Back in London, four people who do not seem to have anything to do with each other are all brought in by the police for questioning and accused of pulling off the abduction by virtue of the fact that they were all staying in the same New York City hotel on the night of the kidnapping. The lives of the four accused are immediately upended. There’s Natalie Thompson (Georgina Campbell), who is arrested while walking down the aisle of a church to get married. Tara McAllister (Elizabeth Henstridge) is a single mother going through a divorce and a custody battle who is arrested while teaching a college class. Aadesh Chopra (Kunal Nayyar) is eager to start a more lucrative career so that he and his wife (Mandip Gill) can gain some independence from her parents. Sean Tilson (Elyes Gabel) escapes police custody but seems to be some sort of hitman.
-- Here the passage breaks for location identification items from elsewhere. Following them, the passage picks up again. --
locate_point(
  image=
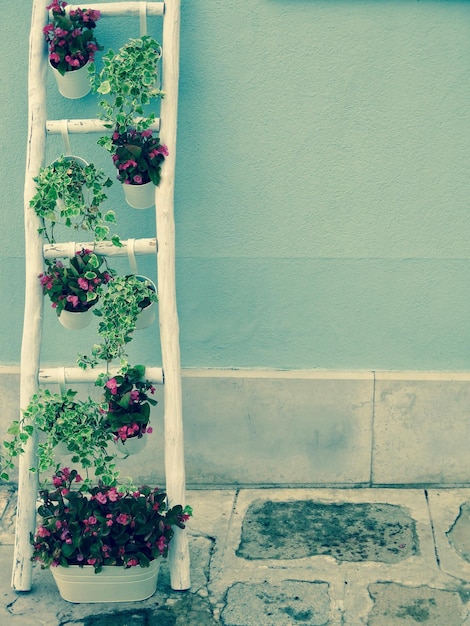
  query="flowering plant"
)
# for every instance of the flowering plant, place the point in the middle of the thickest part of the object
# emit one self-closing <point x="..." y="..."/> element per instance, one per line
<point x="103" y="525"/>
<point x="76" y="287"/>
<point x="128" y="404"/>
<point x="70" y="38"/>
<point x="137" y="155"/>
<point x="61" y="419"/>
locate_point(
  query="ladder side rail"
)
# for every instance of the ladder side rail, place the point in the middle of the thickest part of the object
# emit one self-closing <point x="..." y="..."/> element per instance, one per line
<point x="33" y="311"/>
<point x="168" y="316"/>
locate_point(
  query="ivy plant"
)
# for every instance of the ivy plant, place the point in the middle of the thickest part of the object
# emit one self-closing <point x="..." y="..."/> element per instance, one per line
<point x="70" y="193"/>
<point x="62" y="419"/>
<point x="121" y="303"/>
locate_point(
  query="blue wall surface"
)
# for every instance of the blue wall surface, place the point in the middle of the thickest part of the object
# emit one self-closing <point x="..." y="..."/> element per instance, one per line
<point x="322" y="189"/>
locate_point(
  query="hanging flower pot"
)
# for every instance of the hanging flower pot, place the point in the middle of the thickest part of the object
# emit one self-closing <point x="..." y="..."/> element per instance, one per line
<point x="75" y="84"/>
<point x="75" y="320"/>
<point x="113" y="584"/>
<point x="73" y="289"/>
<point x="72" y="45"/>
<point x="132" y="445"/>
<point x="147" y="314"/>
<point x="140" y="196"/>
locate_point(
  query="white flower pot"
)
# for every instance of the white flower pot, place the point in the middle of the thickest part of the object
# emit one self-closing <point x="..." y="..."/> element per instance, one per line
<point x="75" y="320"/>
<point x="147" y="315"/>
<point x="112" y="584"/>
<point x="133" y="445"/>
<point x="75" y="84"/>
<point x="140" y="196"/>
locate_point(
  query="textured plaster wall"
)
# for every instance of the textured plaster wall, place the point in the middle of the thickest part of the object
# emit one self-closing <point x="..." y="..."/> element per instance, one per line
<point x="322" y="184"/>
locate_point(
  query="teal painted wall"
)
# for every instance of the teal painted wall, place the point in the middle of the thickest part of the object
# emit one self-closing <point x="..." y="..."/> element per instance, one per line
<point x="322" y="191"/>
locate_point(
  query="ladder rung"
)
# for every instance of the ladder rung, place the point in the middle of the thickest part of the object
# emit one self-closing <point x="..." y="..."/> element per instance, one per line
<point x="117" y="9"/>
<point x="106" y="248"/>
<point x="54" y="127"/>
<point x="51" y="375"/>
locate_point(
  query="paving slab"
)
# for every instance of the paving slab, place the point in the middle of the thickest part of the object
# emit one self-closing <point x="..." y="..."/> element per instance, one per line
<point x="445" y="510"/>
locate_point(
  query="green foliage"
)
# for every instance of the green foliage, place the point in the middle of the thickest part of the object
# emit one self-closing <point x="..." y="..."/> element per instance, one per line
<point x="128" y="82"/>
<point x="70" y="193"/>
<point x="76" y="286"/>
<point x="62" y="419"/>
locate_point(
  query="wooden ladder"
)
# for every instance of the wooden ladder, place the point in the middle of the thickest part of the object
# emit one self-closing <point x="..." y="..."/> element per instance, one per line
<point x="36" y="251"/>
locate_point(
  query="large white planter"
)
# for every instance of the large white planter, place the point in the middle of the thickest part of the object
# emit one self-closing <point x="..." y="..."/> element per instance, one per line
<point x="75" y="321"/>
<point x="112" y="584"/>
<point x="75" y="84"/>
<point x="147" y="315"/>
<point x="140" y="196"/>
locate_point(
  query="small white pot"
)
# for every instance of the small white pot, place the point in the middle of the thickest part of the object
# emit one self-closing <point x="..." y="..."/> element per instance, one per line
<point x="133" y="445"/>
<point x="75" y="320"/>
<point x="140" y="196"/>
<point x="112" y="584"/>
<point x="75" y="84"/>
<point x="147" y="316"/>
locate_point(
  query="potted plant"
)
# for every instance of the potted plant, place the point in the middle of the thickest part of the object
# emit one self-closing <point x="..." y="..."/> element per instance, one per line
<point x="69" y="191"/>
<point x="128" y="405"/>
<point x="128" y="82"/>
<point x="72" y="45"/>
<point x="104" y="543"/>
<point x="62" y="421"/>
<point x="74" y="288"/>
<point x="138" y="157"/>
<point x="125" y="301"/>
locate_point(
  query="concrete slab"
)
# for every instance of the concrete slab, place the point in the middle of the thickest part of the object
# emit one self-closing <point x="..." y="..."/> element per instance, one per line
<point x="420" y="431"/>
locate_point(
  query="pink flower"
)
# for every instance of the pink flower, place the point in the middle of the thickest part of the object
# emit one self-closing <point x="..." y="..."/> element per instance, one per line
<point x="112" y="386"/>
<point x="74" y="300"/>
<point x="101" y="497"/>
<point x="161" y="545"/>
<point x="113" y="495"/>
<point x="123" y="518"/>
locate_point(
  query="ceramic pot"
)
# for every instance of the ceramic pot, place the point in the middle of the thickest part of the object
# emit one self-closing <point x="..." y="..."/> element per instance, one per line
<point x="147" y="315"/>
<point x="112" y="584"/>
<point x="75" y="84"/>
<point x="75" y="320"/>
<point x="140" y="196"/>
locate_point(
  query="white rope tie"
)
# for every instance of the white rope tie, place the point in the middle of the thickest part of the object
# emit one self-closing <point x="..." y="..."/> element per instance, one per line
<point x="131" y="255"/>
<point x="64" y="131"/>
<point x="143" y="17"/>
<point x="61" y="379"/>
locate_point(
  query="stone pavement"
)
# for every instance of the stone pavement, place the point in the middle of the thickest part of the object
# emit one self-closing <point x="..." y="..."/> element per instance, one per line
<point x="375" y="557"/>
He’s accused of being the ringleader.
The mystery is who actually abducted Leo, and how are these four people (and a fifth who is introduced later, Eddie Walker (Tom Rhys Harries) connected to Leo, his mother, or the PR firm she runs.
I’ll give the series this much: It’s a solid cast, and while I have little interest in who is behind the abduction, I am interested to see how these otherwise disparate characters who claim not to know one another are connected. Those revelations are doled out slowly and usually at the end of one episode and the beginning of the next one, which is why it’s hard not to continue clicking on the Next Button. I was provided screeners of all eight episodes and watched them in two sittings because I played that game where I told myself that I’d just watch the beginning of the next episode to find out what happens until there were no more episodes to watch. I finished vaguely satisfied not by the reveal but that I could move on with my life without that itch of curiosity nagging at me.
If I’d had a week between episodes — or even an hour — I probably would’ve lost interest, because Suspicion is propelled by the momentum of those revelations. I like the cast, but like Harlan Coban mysteries, Suspicion is all plot. I continued to watch not because I cared about what happened to the characters but because I wanted to see what happened next. There’s nothing particularly wrong with that — it’s the Netlflix model! — but there’s not enough substance or character development here to hold our attention beyond the time it takes to click “NEXT.”
The first two episodes of Suspicion are available on Apple TV+. The remaining six will be released weekly.